的值。我想创建一个新列，其值取决于该特定行中

高收入

和

反洗钱集群id

的值。我正在尝试使用SQL实现这一点

df_w_cluster.createTempView('event_rate_holder')

为了实现这一点，我编写了这样一个查询-

q = """select * , case 
 when "aml_cluster_id" = 0 and  "high_income" = 1 then "high_income_encoded" = 0.162 else 
 when "aml_cluster_id" = 0 and  "high_income" = 0 then "high_income_encoded" = 0.337 else 
 when "aml_cluster_id" = 1 and  "high_income" = 1 then "high_income_encoded" = 0.049 else 
 when "aml_cluster_id" = 1 and  "high_income" = 0 then "high_income_encoded" = 0.402 else 
 when "aml_cluster_id" = 2 and  "high_income" = 1 then "high_income_encoded" = 0.005 else 
 when "aml_cluster_id" = 2 and  "high_income" = 0 then "high_income_encoded" = 0.0 else 
 when "aml_cluster_id" = 3 and  "high_income" = 1 then "high_income_encoded" = 0.023 else 
 when "aml_cluster_id" = 3 and  "high_income" = 0 then "high_income_encoded" = 0.022 else 
 from event_rate_holder"""

当我使用spark运行它时

spark.sql(q)

我得到以下错误

mismatched input 'aml_cluster_id' expecting <EOF>(line 1, pos 22)

但我还是会出错

== SQL ==
select * , case 
when aml_cluster_id = 0 and  high_income = 1 then high_income_encoded = 0.162 else 
-----^^^

接

pyspark.sql.utils.ParseException: "\nmismatched input 'aml_cluster_id' expecting <EOF>(line 2, pos 5)\n\n== SQL ==\nselect * ,

pyspark.sql.utils.ParseException:“\n应为不匹配的输入'aml\u cluster\u id'（第2行，位置5）\n\n==sql===\n选择*，

您使用的

案例

变体的正确语法为

CASE  
   WHEN e1 THEN e2 [ ...n ]   
   [ ELSE else_result_expression ]   
END

所以

然后应该跟在表达式后面。这里没有放置
```
name=something
```
的位置

ELSE

允许在每个

案例中使用一次，而不是在每次之后使用


您的原始代码丢失结束END
最后，不应引用列


你可能是说
案例
当反洗钱集群id=0且高收入=1时，则为0.162
当反洗钱集群id=0且高收入=0时，则为0.337
...
以高收入结束
您使用的CASE的正确语法为
CASE  
   WHEN e1 THEN e2 [ ...n ]   
   [ ELSE else_result_expression ]   
END  

所以

然后应该跟在表达式后面。这里没有放置name=something
的位置
ELSE
允许在每个案例中使用一次，而不是在每次之后使用

您的原始代码丢失结束END
最后，不应引用列

你可能是说
案例
当反洗钱集群id=0且高收入=1时，则为0.162
当反洗钱集群id=0且高收入=0时，则为0.337
...
以高收入结束
查询中的每个when条件都需要case end。并且需要在列名（）后面打勾，
high_income_encoded`列名应在末尾加上别名。
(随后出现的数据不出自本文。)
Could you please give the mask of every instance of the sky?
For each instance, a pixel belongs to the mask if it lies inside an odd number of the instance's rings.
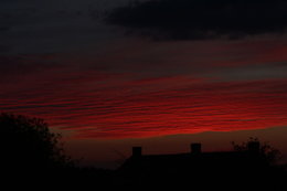
[[[0,112],[44,118],[83,163],[226,150],[287,153],[284,0],[0,0]],[[205,146],[205,147],[204,147]]]

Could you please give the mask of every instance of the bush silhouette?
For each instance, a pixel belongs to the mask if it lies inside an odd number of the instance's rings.
[[[9,170],[46,171],[72,163],[64,155],[61,135],[40,118],[0,114],[2,163]]]

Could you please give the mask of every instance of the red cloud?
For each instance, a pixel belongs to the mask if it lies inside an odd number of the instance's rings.
[[[52,74],[3,86],[1,110],[45,118],[51,126],[73,130],[77,138],[152,137],[287,124],[287,79],[134,79],[125,74],[61,70]]]

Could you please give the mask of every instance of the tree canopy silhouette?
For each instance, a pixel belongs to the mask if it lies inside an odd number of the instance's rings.
[[[64,155],[61,135],[40,118],[0,114],[2,162],[14,170],[51,170],[72,163]]]
[[[274,165],[280,159],[281,153],[278,149],[274,148],[269,142],[261,142],[258,138],[251,137],[246,142],[242,144],[232,141],[232,146],[235,151],[247,151],[248,146],[254,142],[258,142],[258,152],[269,165]]]

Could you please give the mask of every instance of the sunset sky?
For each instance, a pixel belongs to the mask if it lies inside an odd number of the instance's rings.
[[[97,167],[251,136],[286,156],[286,21],[285,0],[0,0],[0,112]]]

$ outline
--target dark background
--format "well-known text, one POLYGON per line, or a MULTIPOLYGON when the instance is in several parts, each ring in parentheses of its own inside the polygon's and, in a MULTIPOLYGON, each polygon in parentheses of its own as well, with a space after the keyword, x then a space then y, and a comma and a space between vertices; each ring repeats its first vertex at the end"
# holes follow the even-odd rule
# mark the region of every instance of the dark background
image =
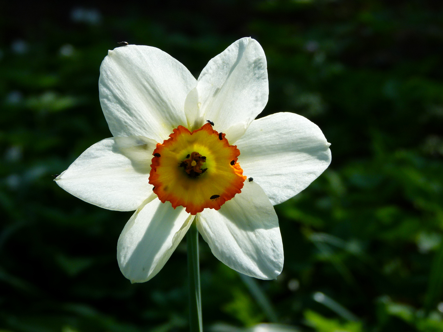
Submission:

因此正确的查询如下所示
q = """select * ,
case when `aml_cluster_id` = 0 and  `high_income` = 1 then 0.162 else
  case when `aml_cluster_id` = 0 and  `high_income` = 0 then 0.337 else
    case when `aml_cluster_id` = 1 and  `high_income` = 1 then 0.049 else
      case when `aml_cluster_id` = 1 and  `high_income` = 0 then 0.402 else
        case when `aml_cluster_id` = 2 and  `high_income` = 1 then 0.005 else
          case when `aml_cluster_id` = 2 and  `high_income` = 0 then 0.0 else
            case when `aml_cluster_id` = 3 and  `high_income` = 1 then 0.023 else
              case when `aml_cluster_id` = 3 and  `high_income` = 0 then 0.022
              end
            end
          end
        end
      end
    end
  end
end as `high_income_encoded`
from event_rate_holder"""

查询中的每个when条件都需要case end。并且需要在列名（）和
high\u income\u encoded`列名的末尾加上别名。因此正确的查询如下
q = """select * ,
case when `aml_cluster_id` = 0 and  `high_income` = 1 then 0.162 else
  case when `aml_cluster_id` = 0 and  `high_income` = 0 then 0.337 else
    case when `aml_cluster_id` = 1 and  `high_income` = 1 then 0.049 else
      case when `aml_cluster_id` = 1 and  `high_income` = 0 then 0.402 else
        case when `aml_cluster_id` = 2 and  `high_income` = 1 then 0.005 else
          case when `aml_cluster_id` = 2 and  `high_income` = 0 then 0.0 else
            case when `aml_cluster_id` = 3 and  `high_income` = 1 then 0.023 else
              case when `aml_cluster_id` = 3 and  `high_income` = 0 then 0.022
              end
            end
          end
        end
      end
    end
  end
end as `high_income_encoded`
from event_rate_holder"""

不相关的问题，您是如何导入数据的？查询字符串中是否有换行符？请在执行查询之前尝试执行q=q.replace（“\n”，”）
。不相关的问题，您是如何导入数据的？查询字符串中是否有换行符？请尝试执行q=q.replace（“\n”，”）
在执行查询之前。答案是否有帮助？我尝试了Ramesh ans给出的答案，效果非常好！！谢谢。答案是否有帮助？我尝试了Ramesh ans给出的答案，效果非常好！！谢谢。